Application 18/660,655 is a continuation of application No. 17/643,861, filed on Dec. 13, 2021, granted, now 12,014,725.
Claims priority of provisional application 63/261,946, filed on Sep. 30, 2021.
Prior Publication US 2024/0290323 A1, Aug. 29, 2024
This patent is subject to a terminal disclaimer.
Int. Cl. G10L 15/06 (2013.01); G06N 3/02 (2006.01); G10L 15/16 (2006.01); G10L 15/197 (2013.01); G10L 15/22 (2006.01)

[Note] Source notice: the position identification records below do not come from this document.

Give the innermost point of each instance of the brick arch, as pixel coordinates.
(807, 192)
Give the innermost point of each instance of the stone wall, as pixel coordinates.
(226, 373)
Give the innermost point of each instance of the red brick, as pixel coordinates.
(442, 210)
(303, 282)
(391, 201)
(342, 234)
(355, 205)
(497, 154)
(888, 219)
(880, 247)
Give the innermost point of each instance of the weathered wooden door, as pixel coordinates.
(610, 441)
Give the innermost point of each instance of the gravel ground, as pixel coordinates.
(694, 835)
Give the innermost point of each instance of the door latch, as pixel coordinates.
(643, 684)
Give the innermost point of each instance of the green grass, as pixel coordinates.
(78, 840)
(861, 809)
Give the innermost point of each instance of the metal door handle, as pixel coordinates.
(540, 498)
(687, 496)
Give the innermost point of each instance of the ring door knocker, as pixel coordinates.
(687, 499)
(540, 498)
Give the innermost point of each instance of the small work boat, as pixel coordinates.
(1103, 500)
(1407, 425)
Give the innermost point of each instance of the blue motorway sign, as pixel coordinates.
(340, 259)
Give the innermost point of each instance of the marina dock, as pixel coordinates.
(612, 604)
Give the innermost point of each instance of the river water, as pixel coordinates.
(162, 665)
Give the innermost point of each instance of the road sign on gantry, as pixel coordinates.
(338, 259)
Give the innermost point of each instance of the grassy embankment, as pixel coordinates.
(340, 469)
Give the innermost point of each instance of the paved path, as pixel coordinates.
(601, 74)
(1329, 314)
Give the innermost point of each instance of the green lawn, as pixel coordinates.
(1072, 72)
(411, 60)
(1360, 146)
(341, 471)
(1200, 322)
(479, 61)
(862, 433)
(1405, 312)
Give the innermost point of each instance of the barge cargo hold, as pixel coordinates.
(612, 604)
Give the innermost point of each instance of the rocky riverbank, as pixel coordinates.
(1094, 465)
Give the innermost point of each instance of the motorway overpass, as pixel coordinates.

CPC G10L 15/063 (2013.01) [G06N 3/02 (2013.01); G10L 15/16 (2013.01); G10L 15/197 (2013.01); G10L 15/22 (2013.01)]

20 Claims

1. A computer-implemented method executing on data processing hardware that causes the data processing hardware to perform operations comprising:

receiving a corpus of training text samples, each training text sample in the corpus of training text samples comprising a corresponding sentence;

executing a resampling function on the corpus of training text samples that downsamples a frequency distribution of the corpus of training text samples by:

matching the frequency distribution of the corpus of training text samples up to a threshold frequency; and

applying logarithmic scaling on the frequency distribution of the corpus of training text samples after the threshold frequency to identify high frequency training text samples as the training text samples from the corpus of training text samples that have corresponding frequencies exceeding the threshold frequency;

obtaining a set of training text samples by removing the identified high frequency training text samples from the corpus of training text samples;

applying rare word filtering on the training text samples to identify a subset of rare-word training text samples; and

training a language model on the identified subset of rare-word training text samples.